Earnings estimates continue to trend lower, which is bearish for the stock.
Starbucks shares will need additional upside catalysts to break the current downside trend.
Starbucks Stock Falls As The Company Suspends Its Stock Buyback Program
Shares of Starbucks found themselves under pressure after the company announced that it would suspend stock buybacks.
Howard Schultz is returning as CEO, and this is his first major decision. The company is under pressure due to the threat of unionisation of its workforce, so Starbucks wants to focus on the investments in its employees and stores.
Starbucks stock have been under pressure for many months. The stock made an attempt to settle above the $125 level back in July 2021 but lost momentum and declined towards the $80 level in mid-March. Currently, it is trying to settle below the $86 level.
What’s Next For Starbucks Stock?
Analysts expect that Starbucks will report earnings of $3.33 per share in the current year and $3.9 per share in the next year, so the stock is trading at 22 forward P/E. It should be noted that analyst estimates have been moving lower in recent months, which served as a material bearish catalyst for Starbucks stock.

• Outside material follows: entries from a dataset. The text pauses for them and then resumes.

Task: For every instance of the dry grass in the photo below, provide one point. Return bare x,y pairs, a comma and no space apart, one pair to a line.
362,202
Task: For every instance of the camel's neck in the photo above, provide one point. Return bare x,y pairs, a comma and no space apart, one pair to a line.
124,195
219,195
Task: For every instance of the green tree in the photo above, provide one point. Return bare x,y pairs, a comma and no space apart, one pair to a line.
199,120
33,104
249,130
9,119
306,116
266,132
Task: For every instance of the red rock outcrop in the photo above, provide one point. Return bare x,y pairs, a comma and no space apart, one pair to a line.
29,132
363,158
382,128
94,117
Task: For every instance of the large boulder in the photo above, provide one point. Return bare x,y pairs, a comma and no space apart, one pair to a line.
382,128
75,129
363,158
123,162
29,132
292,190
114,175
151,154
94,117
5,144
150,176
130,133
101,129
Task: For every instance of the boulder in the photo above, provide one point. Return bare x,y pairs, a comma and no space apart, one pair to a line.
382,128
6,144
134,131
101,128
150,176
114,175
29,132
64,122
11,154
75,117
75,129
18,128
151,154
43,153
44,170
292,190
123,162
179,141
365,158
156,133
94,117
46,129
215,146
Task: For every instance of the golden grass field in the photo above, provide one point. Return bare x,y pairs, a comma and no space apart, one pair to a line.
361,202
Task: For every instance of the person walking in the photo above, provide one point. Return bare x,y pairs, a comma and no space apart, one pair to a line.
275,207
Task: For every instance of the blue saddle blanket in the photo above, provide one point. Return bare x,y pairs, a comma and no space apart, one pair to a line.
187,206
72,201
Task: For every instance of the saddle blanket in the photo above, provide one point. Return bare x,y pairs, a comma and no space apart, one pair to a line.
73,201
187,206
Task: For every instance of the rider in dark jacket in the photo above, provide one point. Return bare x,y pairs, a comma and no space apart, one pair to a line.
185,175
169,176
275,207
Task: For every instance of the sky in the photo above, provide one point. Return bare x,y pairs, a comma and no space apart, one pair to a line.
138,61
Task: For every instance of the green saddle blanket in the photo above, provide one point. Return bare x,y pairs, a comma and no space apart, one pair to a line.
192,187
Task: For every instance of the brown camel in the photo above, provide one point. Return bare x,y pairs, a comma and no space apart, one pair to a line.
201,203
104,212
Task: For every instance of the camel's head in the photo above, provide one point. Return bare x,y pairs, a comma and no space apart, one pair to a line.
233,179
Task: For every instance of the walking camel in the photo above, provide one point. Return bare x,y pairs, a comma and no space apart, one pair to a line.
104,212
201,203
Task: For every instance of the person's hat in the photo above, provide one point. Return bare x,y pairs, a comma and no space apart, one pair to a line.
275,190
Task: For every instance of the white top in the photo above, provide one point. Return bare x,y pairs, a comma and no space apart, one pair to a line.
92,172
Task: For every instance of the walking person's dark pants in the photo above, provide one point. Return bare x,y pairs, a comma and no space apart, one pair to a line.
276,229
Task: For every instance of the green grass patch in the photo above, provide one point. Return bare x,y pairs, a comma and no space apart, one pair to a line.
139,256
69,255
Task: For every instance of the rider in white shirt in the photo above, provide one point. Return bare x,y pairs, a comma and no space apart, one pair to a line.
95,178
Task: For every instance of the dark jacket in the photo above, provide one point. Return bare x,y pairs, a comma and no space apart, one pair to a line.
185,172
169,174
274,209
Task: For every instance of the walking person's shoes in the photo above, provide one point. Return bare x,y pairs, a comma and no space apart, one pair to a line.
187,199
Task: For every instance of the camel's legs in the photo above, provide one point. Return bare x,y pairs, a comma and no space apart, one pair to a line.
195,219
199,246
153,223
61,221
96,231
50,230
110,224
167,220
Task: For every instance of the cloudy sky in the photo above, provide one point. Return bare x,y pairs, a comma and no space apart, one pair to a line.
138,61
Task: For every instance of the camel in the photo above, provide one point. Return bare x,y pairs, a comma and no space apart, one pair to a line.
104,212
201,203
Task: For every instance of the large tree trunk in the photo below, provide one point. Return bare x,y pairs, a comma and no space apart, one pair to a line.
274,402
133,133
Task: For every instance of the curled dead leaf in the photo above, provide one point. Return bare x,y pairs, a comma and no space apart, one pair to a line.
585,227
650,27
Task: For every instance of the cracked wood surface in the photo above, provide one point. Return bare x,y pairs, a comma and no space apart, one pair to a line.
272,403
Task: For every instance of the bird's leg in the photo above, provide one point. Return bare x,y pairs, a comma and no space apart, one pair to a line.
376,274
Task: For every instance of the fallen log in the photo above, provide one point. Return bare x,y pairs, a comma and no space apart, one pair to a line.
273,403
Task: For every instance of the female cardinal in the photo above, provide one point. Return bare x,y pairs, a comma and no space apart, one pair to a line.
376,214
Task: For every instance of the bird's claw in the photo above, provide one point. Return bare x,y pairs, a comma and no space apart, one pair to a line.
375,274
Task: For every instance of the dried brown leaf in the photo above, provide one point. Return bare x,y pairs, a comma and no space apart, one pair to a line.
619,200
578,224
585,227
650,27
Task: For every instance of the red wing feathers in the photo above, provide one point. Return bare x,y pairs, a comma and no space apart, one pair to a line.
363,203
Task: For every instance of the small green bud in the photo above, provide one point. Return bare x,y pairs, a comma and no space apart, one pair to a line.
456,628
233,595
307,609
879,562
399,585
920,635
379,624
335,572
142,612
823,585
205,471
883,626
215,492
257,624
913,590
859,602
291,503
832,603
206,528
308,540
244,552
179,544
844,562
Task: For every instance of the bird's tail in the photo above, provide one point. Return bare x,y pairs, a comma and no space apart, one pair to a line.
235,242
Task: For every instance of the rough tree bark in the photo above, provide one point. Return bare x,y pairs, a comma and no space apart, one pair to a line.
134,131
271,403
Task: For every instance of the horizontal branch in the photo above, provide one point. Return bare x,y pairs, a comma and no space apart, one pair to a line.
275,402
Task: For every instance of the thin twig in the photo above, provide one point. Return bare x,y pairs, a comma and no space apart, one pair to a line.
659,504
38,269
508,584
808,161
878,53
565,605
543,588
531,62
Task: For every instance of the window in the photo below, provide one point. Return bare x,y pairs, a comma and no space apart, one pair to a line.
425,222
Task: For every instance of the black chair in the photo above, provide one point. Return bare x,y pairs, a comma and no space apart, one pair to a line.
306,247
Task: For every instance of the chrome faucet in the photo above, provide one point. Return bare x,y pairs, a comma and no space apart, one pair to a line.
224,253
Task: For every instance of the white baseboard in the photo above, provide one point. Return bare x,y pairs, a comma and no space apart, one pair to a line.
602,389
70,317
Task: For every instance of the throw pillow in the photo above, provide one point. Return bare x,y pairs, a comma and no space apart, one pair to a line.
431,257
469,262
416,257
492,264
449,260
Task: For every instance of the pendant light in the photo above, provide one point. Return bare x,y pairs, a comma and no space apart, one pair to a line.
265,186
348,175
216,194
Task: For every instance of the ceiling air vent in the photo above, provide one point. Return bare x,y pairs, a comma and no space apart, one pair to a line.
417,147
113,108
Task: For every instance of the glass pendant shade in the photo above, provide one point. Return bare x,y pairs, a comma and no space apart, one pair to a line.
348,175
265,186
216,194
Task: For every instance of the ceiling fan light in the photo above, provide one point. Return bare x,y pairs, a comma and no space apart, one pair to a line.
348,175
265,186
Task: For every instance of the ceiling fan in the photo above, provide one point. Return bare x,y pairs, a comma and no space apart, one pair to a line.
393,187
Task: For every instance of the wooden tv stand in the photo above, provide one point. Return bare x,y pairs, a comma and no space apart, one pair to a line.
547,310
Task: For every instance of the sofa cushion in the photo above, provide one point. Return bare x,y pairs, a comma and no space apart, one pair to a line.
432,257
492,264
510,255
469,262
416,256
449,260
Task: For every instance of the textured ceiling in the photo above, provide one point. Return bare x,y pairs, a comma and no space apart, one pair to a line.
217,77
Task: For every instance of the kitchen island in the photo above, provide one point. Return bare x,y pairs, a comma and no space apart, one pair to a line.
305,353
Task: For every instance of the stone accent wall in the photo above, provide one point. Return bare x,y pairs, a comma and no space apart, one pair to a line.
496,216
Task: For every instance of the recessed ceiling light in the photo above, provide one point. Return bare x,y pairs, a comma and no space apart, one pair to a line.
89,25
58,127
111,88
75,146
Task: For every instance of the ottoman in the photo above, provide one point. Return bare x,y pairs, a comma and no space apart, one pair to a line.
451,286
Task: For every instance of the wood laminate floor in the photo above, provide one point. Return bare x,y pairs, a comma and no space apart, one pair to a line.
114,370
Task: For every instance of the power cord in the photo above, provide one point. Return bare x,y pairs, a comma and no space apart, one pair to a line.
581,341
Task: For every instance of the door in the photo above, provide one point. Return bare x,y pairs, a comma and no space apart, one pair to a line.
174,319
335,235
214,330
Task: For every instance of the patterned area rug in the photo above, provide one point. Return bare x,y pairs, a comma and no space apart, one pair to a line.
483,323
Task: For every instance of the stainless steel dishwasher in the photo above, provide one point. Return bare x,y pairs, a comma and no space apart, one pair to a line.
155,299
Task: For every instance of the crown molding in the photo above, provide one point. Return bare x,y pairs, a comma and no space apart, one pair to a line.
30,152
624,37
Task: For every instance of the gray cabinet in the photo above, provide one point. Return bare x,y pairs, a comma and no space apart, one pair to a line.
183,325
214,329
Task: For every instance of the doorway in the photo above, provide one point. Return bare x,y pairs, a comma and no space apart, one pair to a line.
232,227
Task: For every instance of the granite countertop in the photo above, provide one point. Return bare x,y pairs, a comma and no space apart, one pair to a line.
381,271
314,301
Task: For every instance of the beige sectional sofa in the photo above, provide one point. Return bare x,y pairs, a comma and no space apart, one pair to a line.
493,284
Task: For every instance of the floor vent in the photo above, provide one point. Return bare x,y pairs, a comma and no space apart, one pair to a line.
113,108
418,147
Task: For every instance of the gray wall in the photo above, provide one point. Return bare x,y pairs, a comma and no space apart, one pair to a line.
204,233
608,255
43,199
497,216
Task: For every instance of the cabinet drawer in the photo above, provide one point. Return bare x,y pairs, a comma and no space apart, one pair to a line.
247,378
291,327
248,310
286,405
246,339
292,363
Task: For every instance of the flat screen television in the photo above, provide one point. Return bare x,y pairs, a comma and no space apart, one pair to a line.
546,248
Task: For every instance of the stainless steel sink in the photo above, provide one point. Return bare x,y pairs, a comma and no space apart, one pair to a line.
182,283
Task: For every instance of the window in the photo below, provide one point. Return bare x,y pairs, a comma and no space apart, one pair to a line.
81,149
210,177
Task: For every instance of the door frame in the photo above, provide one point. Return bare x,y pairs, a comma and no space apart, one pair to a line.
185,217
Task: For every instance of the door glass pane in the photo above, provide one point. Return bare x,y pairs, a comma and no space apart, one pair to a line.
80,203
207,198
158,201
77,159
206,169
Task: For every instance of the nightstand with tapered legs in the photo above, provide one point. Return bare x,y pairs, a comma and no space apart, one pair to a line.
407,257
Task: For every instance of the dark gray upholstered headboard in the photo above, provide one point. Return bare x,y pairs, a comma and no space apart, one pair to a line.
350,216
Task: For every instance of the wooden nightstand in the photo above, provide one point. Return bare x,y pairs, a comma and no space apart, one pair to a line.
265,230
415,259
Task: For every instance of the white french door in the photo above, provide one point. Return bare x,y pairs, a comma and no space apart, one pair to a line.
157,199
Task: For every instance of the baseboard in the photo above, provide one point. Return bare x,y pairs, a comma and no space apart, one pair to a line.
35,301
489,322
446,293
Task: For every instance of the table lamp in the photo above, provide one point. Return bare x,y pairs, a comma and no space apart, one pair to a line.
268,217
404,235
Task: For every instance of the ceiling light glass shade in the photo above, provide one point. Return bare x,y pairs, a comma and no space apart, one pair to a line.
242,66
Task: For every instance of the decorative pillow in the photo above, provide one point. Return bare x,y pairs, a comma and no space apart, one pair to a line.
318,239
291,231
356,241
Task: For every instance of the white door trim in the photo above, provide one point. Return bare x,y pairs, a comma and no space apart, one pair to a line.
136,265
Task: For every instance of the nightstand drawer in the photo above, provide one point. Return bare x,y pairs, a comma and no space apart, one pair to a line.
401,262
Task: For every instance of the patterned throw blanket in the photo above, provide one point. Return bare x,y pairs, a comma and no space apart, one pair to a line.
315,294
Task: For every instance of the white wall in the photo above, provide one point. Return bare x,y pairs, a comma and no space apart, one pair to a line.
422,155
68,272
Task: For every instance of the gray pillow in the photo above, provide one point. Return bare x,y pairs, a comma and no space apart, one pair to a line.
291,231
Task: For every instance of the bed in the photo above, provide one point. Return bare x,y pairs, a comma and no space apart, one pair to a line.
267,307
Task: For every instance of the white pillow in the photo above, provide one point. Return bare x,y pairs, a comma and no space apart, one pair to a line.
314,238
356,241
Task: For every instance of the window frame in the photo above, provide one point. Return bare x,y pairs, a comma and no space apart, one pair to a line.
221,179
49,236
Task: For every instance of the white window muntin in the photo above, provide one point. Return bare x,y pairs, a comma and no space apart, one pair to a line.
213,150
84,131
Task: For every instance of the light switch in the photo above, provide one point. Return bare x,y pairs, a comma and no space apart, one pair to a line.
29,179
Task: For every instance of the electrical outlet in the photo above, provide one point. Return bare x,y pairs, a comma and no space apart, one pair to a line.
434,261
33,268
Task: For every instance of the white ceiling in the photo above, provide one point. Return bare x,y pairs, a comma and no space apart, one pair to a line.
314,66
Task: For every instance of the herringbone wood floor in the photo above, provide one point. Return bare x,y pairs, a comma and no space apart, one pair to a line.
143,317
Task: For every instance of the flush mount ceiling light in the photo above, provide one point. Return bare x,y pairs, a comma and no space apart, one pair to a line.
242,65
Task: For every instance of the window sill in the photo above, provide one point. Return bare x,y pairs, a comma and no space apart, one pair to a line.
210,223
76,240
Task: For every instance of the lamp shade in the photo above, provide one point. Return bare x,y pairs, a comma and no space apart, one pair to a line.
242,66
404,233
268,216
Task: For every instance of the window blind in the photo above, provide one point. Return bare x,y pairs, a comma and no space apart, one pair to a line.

At this point, it looks that the market believes that Starbucks’ costs will continue to grow in the near term. Meanwhile, the suspension of the buyback program removes some support that was previously provided to the stock.
In the longer term, the decision to suspend the buyback program may serve as a positive catalyst in case the money that would have been used to buy shares would be invested to re-energize growth. For Starbucks stock to have a chance to gain sustainable upside momentum, earnings estimates must start to move higher. In case earnings estimates continue to trend lower in the upcoming weeks, the stock could test recent lows near the $80 level.